Laying down the gauntlet

The annual mailshot from The Arvon Foundation dropped into the in-box of Outlook Express last Wednesday, fan-faring the exciting calendar of writing courses they’ve lined up for 2011.  I flicked through the email in cursory fashion – too busy to look at it properly and too impatient to wait the six hours it takes the family computer to open each link.  Besides, why torture myself? I quashed my rising interest resolutely and clicked the email shut.
The people at Arvon weren’t content to leave it there, though.  On Thursday, their brochure – ‘Arvon Inspires’ – arrived in the post and as the husband chose to empty the mail box (we live in the heart of suburbia but are pretentious enough to have a mail box), it made it into my soap-sudded hands several days earlier than it would have done otherwise.  ‘Oh shucks,’ I thought, ‘it can’t hurt just to look at it.’  So, abandoning domesticity for five minutes and armed with a cup of tea and a biscuit, look at it I did.
It’s not that I have an aversion to the Arvon Foundation, which from April to November runs writing courses in historic country houses in Devon, Shropshire, Yorkshire and up at the top of the UK in Inverness.  These are tutored by writers of such calibre that the schedule reads like a guest list for a Booker Prize party.  Indeed, I’m more than a little drawn to the idea of a kid-free week ‘sharing and exploring creative writing’ in the middle of nowhere and having a ‘life-changing experience’ such as that enjoyed by Paul Abbott of Shameless fame.  It’s just that the courses cost quite a bit of money.  More money, in fact, than a part time teacher can justify spending on something which, to the outside world, is A Little Hobby.
But do I see it as a hobby myself?  Less and less, if truth be known; there’s been a gradual shift in how I think of myself since beginning a creative writing MA course last year.  I am a Writer, with a capital W.  But unfortunately, I’m not a published writer and though I diligently save all my expense receipts, as yet there are no incomings to offset such very substantial outgoings against. 
Not yet, anyway.  But wait a minute, there’s a course here that might help with that.  At a venue I could easily get to despite my anxieties over driving, in a genre I’ve been trying to develop myself in, and tutored by an author whose work I’ve read and like very much.  A week of uninterrupted writing under such expert guidance might produce something publishable and as an agent is the mid-week guest, they should be able to help with that.  It’s in the summer holidays, too, so wouldn’t clash with work.  In fact, the course has my name written all over it.  I ran the idea past the husband to see if he was up for lone parenting for a week.  “Go for it!” he said.  The only obstacle to overcome, then, is the guilt I feel over the size of the fee.

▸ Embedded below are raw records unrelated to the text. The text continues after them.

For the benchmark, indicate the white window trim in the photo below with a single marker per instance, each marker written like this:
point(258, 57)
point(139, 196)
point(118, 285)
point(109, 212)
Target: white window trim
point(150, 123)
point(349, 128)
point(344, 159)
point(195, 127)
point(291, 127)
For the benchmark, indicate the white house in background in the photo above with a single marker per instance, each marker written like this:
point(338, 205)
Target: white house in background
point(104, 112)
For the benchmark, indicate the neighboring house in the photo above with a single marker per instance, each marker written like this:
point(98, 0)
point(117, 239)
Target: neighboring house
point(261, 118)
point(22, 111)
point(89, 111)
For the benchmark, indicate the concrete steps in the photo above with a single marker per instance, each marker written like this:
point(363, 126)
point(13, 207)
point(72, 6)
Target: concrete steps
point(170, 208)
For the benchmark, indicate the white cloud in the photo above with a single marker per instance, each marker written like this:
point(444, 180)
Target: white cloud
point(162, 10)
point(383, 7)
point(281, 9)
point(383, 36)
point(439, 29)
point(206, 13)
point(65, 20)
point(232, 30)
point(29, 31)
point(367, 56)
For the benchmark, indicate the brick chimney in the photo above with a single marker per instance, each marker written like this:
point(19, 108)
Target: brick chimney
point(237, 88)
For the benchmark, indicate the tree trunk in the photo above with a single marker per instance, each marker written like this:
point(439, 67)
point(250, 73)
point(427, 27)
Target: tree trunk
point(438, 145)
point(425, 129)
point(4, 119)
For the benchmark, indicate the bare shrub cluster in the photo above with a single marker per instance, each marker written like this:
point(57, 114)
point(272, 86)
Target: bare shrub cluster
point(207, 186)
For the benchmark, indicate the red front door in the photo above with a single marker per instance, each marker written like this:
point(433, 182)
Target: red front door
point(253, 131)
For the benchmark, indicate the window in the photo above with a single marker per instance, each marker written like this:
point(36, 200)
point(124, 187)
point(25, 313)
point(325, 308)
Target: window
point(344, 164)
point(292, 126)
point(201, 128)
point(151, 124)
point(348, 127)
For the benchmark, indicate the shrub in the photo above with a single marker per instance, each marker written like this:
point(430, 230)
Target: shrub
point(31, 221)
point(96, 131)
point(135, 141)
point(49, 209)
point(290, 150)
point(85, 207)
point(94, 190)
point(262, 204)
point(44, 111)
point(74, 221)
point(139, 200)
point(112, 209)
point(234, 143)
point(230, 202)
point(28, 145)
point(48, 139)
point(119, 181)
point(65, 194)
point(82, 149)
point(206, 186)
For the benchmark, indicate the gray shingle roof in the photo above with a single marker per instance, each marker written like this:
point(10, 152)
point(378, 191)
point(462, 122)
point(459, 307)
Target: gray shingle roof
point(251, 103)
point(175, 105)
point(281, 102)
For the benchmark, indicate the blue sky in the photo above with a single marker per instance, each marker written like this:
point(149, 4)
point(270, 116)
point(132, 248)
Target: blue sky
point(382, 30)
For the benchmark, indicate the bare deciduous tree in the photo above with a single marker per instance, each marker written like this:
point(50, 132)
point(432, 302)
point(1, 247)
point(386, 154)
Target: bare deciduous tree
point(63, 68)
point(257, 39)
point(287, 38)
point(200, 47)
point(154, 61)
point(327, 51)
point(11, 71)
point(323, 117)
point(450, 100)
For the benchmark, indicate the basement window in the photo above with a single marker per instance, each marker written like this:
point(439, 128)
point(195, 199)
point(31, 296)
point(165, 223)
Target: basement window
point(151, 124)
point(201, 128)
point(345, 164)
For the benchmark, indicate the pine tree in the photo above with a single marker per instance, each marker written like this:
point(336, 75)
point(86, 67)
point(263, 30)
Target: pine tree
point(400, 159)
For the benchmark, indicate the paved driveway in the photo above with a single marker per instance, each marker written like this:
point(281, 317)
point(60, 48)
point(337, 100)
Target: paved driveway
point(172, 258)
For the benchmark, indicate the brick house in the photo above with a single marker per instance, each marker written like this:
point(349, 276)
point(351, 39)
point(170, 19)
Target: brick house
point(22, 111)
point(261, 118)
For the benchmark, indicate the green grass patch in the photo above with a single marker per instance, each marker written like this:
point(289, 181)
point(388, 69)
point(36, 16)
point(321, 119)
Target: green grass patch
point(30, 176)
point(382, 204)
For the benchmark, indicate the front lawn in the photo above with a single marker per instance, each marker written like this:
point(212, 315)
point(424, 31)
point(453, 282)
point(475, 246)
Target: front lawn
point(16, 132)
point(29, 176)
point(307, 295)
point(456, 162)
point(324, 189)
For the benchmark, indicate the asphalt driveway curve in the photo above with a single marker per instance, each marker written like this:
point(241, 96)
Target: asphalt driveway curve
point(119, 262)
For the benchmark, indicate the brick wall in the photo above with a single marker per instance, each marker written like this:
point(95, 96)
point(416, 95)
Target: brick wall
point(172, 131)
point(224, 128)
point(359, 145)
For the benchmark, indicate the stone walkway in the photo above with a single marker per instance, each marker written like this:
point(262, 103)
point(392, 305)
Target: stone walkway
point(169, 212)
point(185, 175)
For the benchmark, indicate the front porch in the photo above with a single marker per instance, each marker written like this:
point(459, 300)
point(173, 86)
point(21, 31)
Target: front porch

So on Friday I set myself a challenge: to earn enough money in the next six months to cover the cost of an Arvon writing course in August.  It’s kind of a statement of intent to myself, to show how serious I am about earning my living as a writer.  If I can do it for the short term to fund what is, to all intents and purposes a luxury get-a-way, I should be able to do it for real in the future, to fund my writing life.